Christian Aid have announced that over 5,500 churches and cathedrals in the UK are now operating on 100% renewable power, including Salisbury, Southwark, Liverpool and St Albans cathedrals.
How much energy do churches use?
In a word: loads. Solid brick walls, 50 ft ceilings, draughty doors and windows, no gas connection, and large cavernous rooms – the list goes on. If you had to design the least energy efficient structure imaginable, you’d be hard pushed to find something more perfect than an old British church.
Many churches are making big efforts to implement more efficient measures, ranging from swapping out convection heating for the much more appropriate infrared technology, all the way to installing solar panels. In 2016, Gloucester Cathedral installed 150 solar panels on their rooftop to help power their parish.

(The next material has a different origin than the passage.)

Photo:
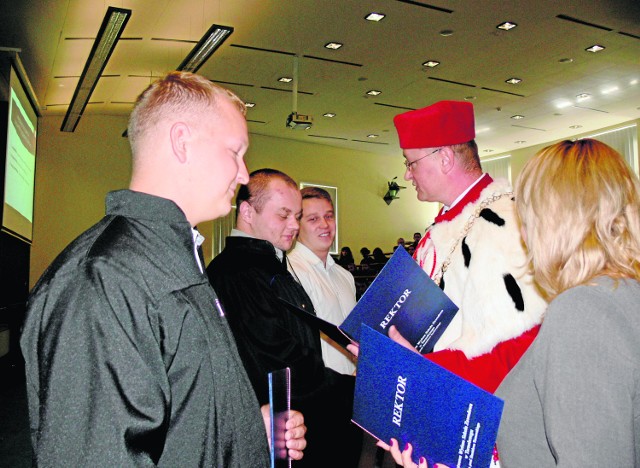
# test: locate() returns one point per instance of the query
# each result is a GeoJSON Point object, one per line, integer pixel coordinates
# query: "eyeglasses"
{"type": "Point", "coordinates": [408, 164]}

It’s estimated that these 5,500 UK churches switching over to renewable energy will see around £5m redirected from fossil fuel energy sources and into environmentally friendly options. Whatever your religious beliefs, this is good news for the UK renewable energy market.
Why have so many churches switched to renewable energy?
In recent years, the UK Christian community has done much to put climate change and the environment further up in their priorities. As the Church of England website states, “We believe that responding to climate change is an essential part of our responsibility to safeguard God’s creation.”
Nicholas Holtam, the Bishop of Salisbury and the Church of England’s lead bishop on the environment, said: “Climate change is one of the great moral challenges of our time and so it’s fantastic to see churches doing their bit to ensure they reduce their impact on the environment.”
There’s also the not-so-small matter of energy costs. As we mentioned, churches are incredibly difficult to heat and maintain from an energy perspective; the average energy bill for a UK church is around £1000 a year. While many people think of switching from traditional energy suppliers to renewable-only energy as an expensive option, this is not always true. Several organisations and campaigns have developed around the country in the last decade or so, dedicated to making it cheaper and easier for public buildings like churches to switch to more environmentally friendly options.
How have these churches switched to renewable energy?
There are a large number of organisations and campaigns that can be credited with encouraging such a large number of churches to make the switch. These have included the Big Church Switch campaign run by Christian Aid, and the Church of England’s Environment Programme, not to mention all the localised pushes by parish members who wish to worship in more environmentally conscious places.
Perhaps the biggest catalyst for change, however, have been organisations such as Parish Buying and 2buy2. These companies use the combined buying power of the church to negotiate competitive energy prices, often allowing the church to save money by switching to renewable-only suppliers with them. All contracts are professionally reviewed and managed centrally. As the Parish Buying say, “the vision to give churches back some time and money which can then be spent on mission within their communities: feeding the hungry, supporting the vulnerable, and sharing the good news.”